Energy level alignment studies in tin perovskite solar cells through incorporation of inorganic cation and charge transport layer selection

Tin halide perovskites are the front-runner for lead-free perovskite solar cells (PSCs). Currently the highest efficiency is reaching 15% which is the highest among other types of lead-free perovskites. There are several issues with tin halide perovskites that need to be addressed before they can really compete with lead-based PSC. Among the issues are the prone of oxidation of Sn2+ into Sn4+ in air, fast crystallization leading to morphologically uneven surface and the formation of pinholes, large energy mismatch between commonly used charge transport layers (CTLs), and current-voltage hysteresis due to unbalanced charge carrier transport and ion migration.

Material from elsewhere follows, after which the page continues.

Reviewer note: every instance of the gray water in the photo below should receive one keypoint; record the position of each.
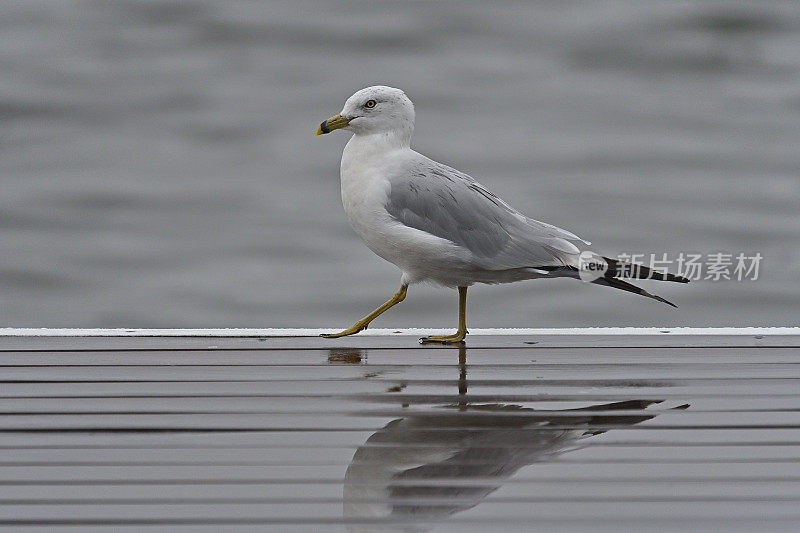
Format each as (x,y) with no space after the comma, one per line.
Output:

In this experiment, we incorporated Cs+ which is a small A-site cation to reduce the energy mismatch between the perovskite layer and CTLs. Although this was explored previously even in tin halide perovskite solar cells, we showed that Cs cation incorporation alone will not improve the performance, however when used simultaneously with [6,6]-Phenyl-C61 butyric acid butyl ester (PCBM) as the electron transport layer (ETL), we managed to improve the efficiency of the tin PSC to more than 13%. To understand this phenomenon, we used impedance spectroscopy analysis to evaluate the charge transport mechanism. We attribute this enhancement due to better energy level alignment between the perovskite layer and ETL.